Due to the need of work, my colleague just started to learn Python, but he didn’t understand the tool Selenium for half a month, because it made him bald for half a month. Finally, he asked me to give him a solution.

So I explained it to him with an example of taobao crawler, and he figured it out in less than an hour. Crawler projects that beginners can understand.


There are a few concepts we need to understand before the crawler begins, and selenium will be used in this crawler.

What is Selenium?

Selenium is a Web testing automation tool that automates the operation of the browser. If you need to install the corresponding driver to operate a browser, for example, if you need to operate Chrome through Selenium, the Chrome Driver must be installed and of the same version as Chrome.

After that, install Selenium:

pip install selenium -i https://pypi.tuna.tsinghua.edu.cn/simple
Copy the code

1. Import modules

First we import the module first

from selenium import webdriver
Copy the code

We’ll use other modules in the future, but LET me show them all:


2. Initialize the browser

Then there is the initialization of the browser

browser = webdriver.Chrome()
Copy the code

You can use many browsers, Android, blackberry, Internet Explorer, etc. To use a different browser, download the corresponding browser driver.

Because I only installed the Google browser driver, so I use Chrome Google, the driver can be downloaded by yourself.

Driver for Chrome:

Npm.taobao.org/mirrors/chr…


3. Login and obtain page

The first thing to solve is the login problem. Do not directly enter your account when logging in, because taobao’s anti-crawling is particularly serious. If it detects that you are a crawler, it is not allowed to log in.

So I used another login method, Alipay scan code login, request to alipay scan code login page url.

def loginTB() :
    browser.get(
        'https://auth.alipay.com/login/index.htm?loginScene=7&goto=https%3A%2F%2Fauth.alipay.com%2Flogin%2Ftaobao_trust_login.ht m%3Ftarget%3Dhttps%253A%252F%252Flogin.taobao.com%252Fmember%252Falipay_sign_dispatcher.jhtml%253Ftg%253Dhttps%25253A%25 252F%25252Fwww.taobao.com%25252F&params=VFBMX3JlZGlyZWN0X3VybD1odHRwcyUzQSUyRiUyRnd3dy50YW9iYW8uY29tJTJG')

Copy the code

Jump to the Alipay code scanning login interface.

I’ve set a wait time, 180 seconds after the search box appears, it’s not actually 180 seconds, it’s a display wait, as long as the element appears, it’s no longer waiting.

Then look up the search box and enter a keyword search.

   Wait for the search box to appear
    wait = WebDriverWait(browser, 180)
    wait.until(EC.presence_of_element_located((By.ID, 'q')))
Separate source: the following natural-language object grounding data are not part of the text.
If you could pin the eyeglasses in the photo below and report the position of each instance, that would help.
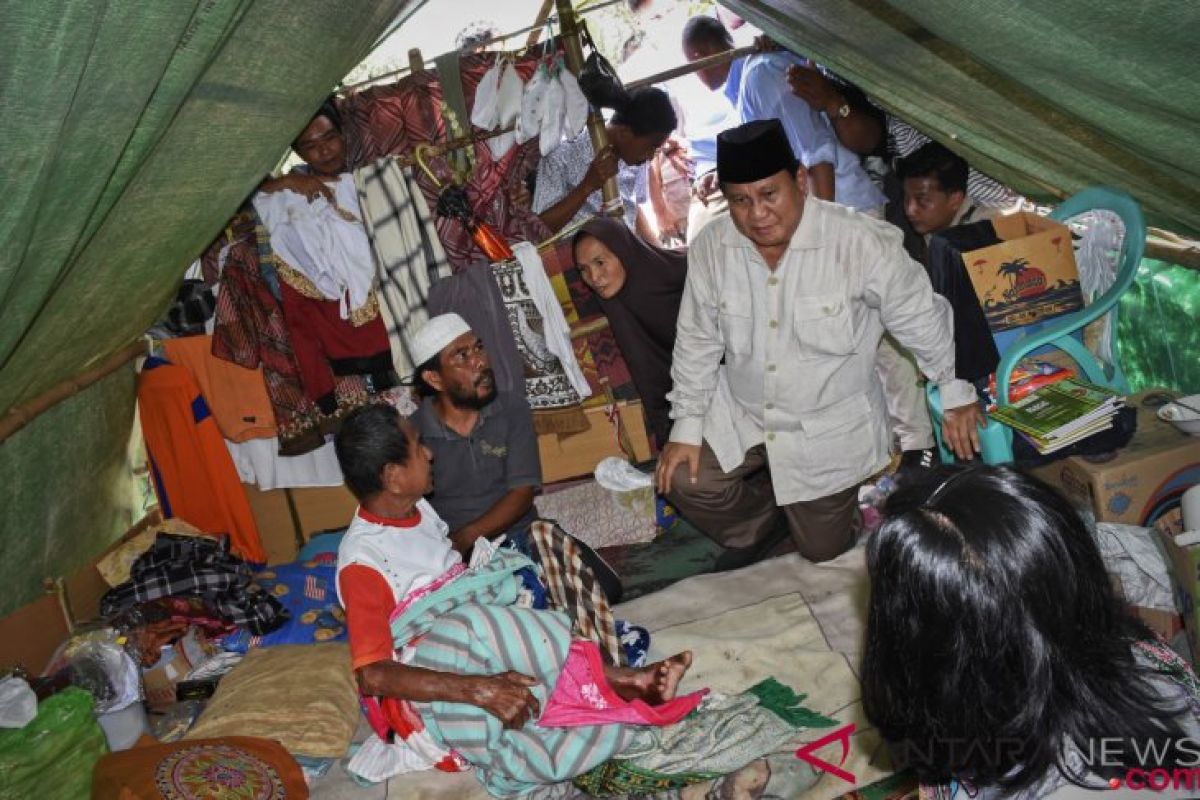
(463, 356)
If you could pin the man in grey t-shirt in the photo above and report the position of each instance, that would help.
(486, 469)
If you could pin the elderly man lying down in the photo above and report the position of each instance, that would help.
(455, 672)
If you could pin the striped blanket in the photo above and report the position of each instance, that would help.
(472, 626)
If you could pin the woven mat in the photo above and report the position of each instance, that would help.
(599, 517)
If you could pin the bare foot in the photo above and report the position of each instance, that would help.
(655, 683)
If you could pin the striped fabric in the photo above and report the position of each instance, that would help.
(478, 639)
(574, 589)
(407, 252)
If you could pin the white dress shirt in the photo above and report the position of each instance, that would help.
(798, 347)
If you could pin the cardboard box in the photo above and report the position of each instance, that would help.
(1186, 579)
(1141, 482)
(564, 457)
(1030, 276)
(178, 660)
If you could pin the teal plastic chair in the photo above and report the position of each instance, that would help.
(1063, 332)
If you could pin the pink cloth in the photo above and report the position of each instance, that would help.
(582, 696)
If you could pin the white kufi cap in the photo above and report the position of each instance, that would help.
(435, 335)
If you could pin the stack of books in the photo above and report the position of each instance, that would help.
(1061, 414)
(1027, 377)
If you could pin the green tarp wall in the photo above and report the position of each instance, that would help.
(1049, 96)
(132, 130)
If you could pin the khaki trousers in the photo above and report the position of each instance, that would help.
(738, 510)
(904, 395)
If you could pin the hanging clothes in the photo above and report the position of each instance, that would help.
(258, 462)
(323, 240)
(391, 120)
(193, 476)
(327, 269)
(251, 331)
(408, 256)
(547, 388)
(235, 396)
(555, 330)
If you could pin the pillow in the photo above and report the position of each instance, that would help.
(238, 767)
(301, 696)
(309, 593)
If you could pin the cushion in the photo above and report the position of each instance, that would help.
(301, 696)
(238, 768)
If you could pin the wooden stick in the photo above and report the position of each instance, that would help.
(574, 52)
(22, 415)
(539, 23)
(694, 66)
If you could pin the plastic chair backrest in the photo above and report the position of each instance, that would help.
(1059, 330)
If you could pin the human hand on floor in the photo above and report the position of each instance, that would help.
(508, 698)
(705, 187)
(670, 459)
(960, 429)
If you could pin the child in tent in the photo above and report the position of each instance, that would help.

    # Find the search box, enter the search keyword and click Search
    text_input = browser.find_element_by_id('q')
    text_input.send_keys('food')
    btn = browser.find_element_by_xpath('//*[@id="J_TSearchForm"]/div[1]/button')
    btn.click()
Copy the code

Parse the data

After the web page is obtained, the data is parsed again, and the commodity data needed is climbed to the LXML parsing library. XPath selects child nodes for direct parsing.


Five, climb the page

After searching in the search box, the required page details will appear, but not just to climb a page, is to continuously climb the next page of multiple pages of product information. There’s an endless loop that climbs until the product page is gone

def loop_get_data() :
    page_index = 1
    while True:
        print("=================== is fetching page {} ===================".format(page_index))
        print("Current page URL:" + browser.current_url)
        # parse data
        parse_html(browser.page_source)

        # Set display wait wait next page button
        wait = WebDriverWait(browser, 60)
        wait.until(EC.presence_of_element_located((By.XPATH, '//a[@class="J_Ajax num icon-tag"]')))
        time.sleep(1)
        try:
            Scroll through the action chain to the button element on the next page
            write = browser.find_element_by_xpath('//li[@class="item next"]')
            ActionChains(browser).move_to_element(write).perform()
        except NoSuchElementException as e:
            print("Climb complete, there is no next page of data!")
            print(e)
            sys.exit(0)
        time.sleep(0.2)
        # Click next
        a_href = browser.find_element_by_xpath('//li[@class="item next"]')
        a_href.click()
        page_index += 1
Copy the code

Six, crawler completion

Def loop_get_data() is called in the while loop, so it doesn’t need to be called again.

After the crawler is finished, it is saved in a shop_data.json file.

The result of the crawl is as follows:

All the web pages involved in this crawler can be replaced. Friends need the source code. Please comment in the comment section: After Taobao, I can send a private message to you, or you can ask me any questions you encounter in the process of crawling.